In an action not seen in the U.S. Department of Justice in recent history, outgoing Attorney General Eric Holder on Thursday refused to comply with a court order to release a Vaughn Index of Operation Fast and Furious documents. Members of a House committee are requesting the federal judge in the case to hold Attorney General Holder in contempt of court for failing to comply with a deadline a judge set to turn over documents related to Operation Fast and Furious, according to a federal court motion on Thursday.
As per a 1974 court ruling, a Vaughn Index must: (1) identify each document withheld; (2) state the statutory exemption claimed; and (3) explain how disclosure would damage the interests protected by the claimed exemption.
On July 18, Judge John Bates ordered Holder and the Department of Justice to produce the documents list by October 1. He denied a motion by the Holder’s DOJ that the agency be given more than an extra month, until November 3, to produce the Vaughn index. According to attorneys, Judge Bates voiced his concern that the Justice Department’s request showed they were “at best… slow to react to this Court’s previous [July 18, 2014] Order. At worst, it means the Department has ignored that Order until now.”
“Here we have the nation’s top law enforcement officer telling federal judges NO to their rulings.

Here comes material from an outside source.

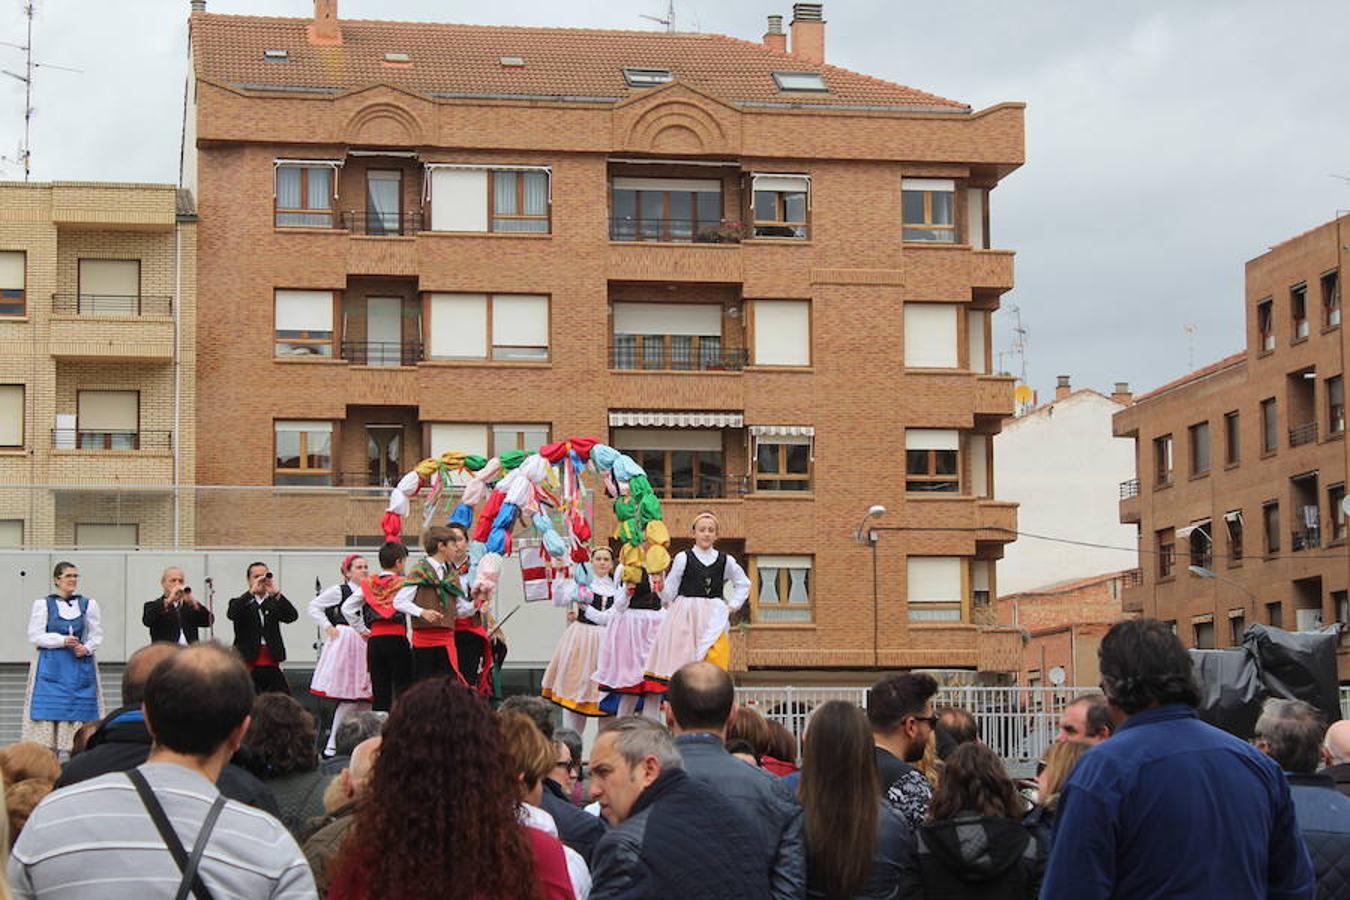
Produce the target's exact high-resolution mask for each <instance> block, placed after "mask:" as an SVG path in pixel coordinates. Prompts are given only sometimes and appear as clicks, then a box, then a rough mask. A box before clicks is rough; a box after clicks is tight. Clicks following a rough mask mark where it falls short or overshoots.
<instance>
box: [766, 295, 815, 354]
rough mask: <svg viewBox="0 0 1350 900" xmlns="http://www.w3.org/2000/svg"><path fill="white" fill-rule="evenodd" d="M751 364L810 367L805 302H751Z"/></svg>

This is one more incident that displays the lawlessness of this administration,” said former NYPD police detective Michael Snopes. “If a cop dared do what Holder’s done he’d be cooling his heels in a jail cell.”
Since Holder chose to ignore the judge’s order, in a legal motion filed Thursday afternoon, the House Oversight and Government Reform Committee asked U.S. District Court Judge Amy Berman Jackson to fine Holder personally if he doesn’t comply with an order requiring him to turn over non-privileged documents responsive to a House committee subpoena by Oct. 1. Judge Bates may also be set to charge Holder with contempt of court for failing to release the Vaughn List to a watchdog group Judicial Watch, as well.
House attorneys are also advising the federal court to jail the attorney general until he abides by the court ruling and releases the requested documents.
“Should the Court determine that the Attorney General has violated that Order, the Court should impose on the Attorney General an appropriate penalty to coerce his compliance with the August 20 Order, including an escalating daily monetary fine against Eric H. Holder, Jr., to be paid by Mr. Holder out of his personal assets, converting to incarceration if the payment of daily monetary fines does not produce compliance within a reasonable period of time,” House Counsel Kerry Kircher and other lawyers wrote in the new motion.
“It is a very real possibility that Eric Holder is stepping down because the revelation of what’s contained in the Fast and Furious documents may be detrimental to his life after serving Obama, or quite possibly those documents no longer exist,” former attorney and political consultant Michael Barker told the Examiner.
“There is a very real possibility that the Justice Department’s documents may have fallen into the same ‘black hole’ where Lois Lerner’s IRS documents ended up,” added former police investigator and corporate security consultant Joseph Warren, Jr.